ICI and Partners Push for Integration of Child Labour Monitoring Systems

Accra: The International Cocoa Initiative (ICI) and its partners are working to integrate child labour monitoring systems to enhance access to data on child and forced labour issues. The ICI expressed concern about the non-coordinated child monitoring systems deployed by private and government institutions and emphasised the need for coordination and harmonisation to enhance efficiency.

According to Ghana News Agency, the issue was thoroughly discussed at the recent meeting between the ICI and its associated members and partners in Accra. The meeting brought together a broad range of stakeholders, including representatives from the Ghana Ministry of Employment Jobs and Labour, COCOBOD, and government officials of C´te d’Ivoire and Cameroon. The meeting explored how Child Labour Monitoring and Remediation Systems (CLMRS) implemented by cocoa and chocolate companies to combat child labour in their supply chains could complement and integrate with government-led systems such as the Ghana Child Labour Monitoring System (GCLMS) and SOSTECI in C´te d’Ivoire.

The gathering focused on enhancing coherence, alignment, and interoperability between government-led and industry-led child protection systems. Mr Mathias Lange, Executive Director, ICI, stated that the rationale for the Framework of Action was to ensure an alignment of monitoring systems in addition to national cocoa traceability systems and child protection case management systems. ‘The objective is to develop and roll out data sharing protocols that allow for alignment, interoperability, and connection of public and private sector systems subject to applicable laws and appropriate confidentiality protections and personal data protection,’ he said.

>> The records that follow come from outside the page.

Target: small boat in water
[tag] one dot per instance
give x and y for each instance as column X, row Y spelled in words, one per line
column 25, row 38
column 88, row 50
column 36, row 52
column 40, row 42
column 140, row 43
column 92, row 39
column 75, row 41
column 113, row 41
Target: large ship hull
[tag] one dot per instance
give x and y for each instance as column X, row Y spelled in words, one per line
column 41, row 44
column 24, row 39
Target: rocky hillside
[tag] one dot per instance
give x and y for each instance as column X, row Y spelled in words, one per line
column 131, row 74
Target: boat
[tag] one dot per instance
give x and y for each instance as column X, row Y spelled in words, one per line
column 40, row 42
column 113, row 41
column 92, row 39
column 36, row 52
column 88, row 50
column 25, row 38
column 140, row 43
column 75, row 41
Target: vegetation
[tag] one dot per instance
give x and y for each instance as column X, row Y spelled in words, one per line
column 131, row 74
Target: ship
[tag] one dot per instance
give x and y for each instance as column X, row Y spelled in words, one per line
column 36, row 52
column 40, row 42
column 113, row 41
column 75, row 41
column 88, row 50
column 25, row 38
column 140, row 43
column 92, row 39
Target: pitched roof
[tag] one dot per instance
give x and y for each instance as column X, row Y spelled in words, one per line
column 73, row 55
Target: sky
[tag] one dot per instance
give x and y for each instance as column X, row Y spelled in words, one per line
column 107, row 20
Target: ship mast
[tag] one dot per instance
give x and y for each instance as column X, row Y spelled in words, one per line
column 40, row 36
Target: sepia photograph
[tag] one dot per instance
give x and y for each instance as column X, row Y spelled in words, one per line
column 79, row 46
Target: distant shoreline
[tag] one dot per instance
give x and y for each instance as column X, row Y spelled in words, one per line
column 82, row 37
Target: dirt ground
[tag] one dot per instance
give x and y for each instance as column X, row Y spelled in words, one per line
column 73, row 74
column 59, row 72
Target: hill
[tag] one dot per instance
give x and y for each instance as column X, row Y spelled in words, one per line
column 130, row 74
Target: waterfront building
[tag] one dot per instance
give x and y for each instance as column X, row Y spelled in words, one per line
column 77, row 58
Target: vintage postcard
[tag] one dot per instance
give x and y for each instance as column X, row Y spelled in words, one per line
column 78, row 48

Mr Mike Arthur, Country Director, ICI, noted that the organisation was well-positioned to educate and reduce the misconceptions about what constituted child labour through training programmes for stakeholders. He expressed concern over the absence of national data and reliable administrative data to track progress in the fight against child labour. ‘We would like to see a reliable consolidation of child labour data through the GCMLS, and the indicators in the GCMLS are informing government development policies and that adequate resources are channelled to tackle the problem of child labour,’ Mr Arthur stated.

In a speech read on his behalf, Dr. Ransford Anertey Abbey, Chief Executive, COCOBOD, called for the enforcement of policies and laws that were meant to reduce the exposure of children to exploitation. He mentioned that COCOBOD had mainstreamed child labour awareness into extension services to educate cocoa farmers to reduce the incidence of child labour along the value chain.

According to the ICI, an estimated 1.56 million children are in child labour in C´te d’Ivoire and Ghana. This figure constitutes 45 per cent of children living in cocoa-growing households, with nearly all those children working on family cocoa farms, alongside their parents and other relatives.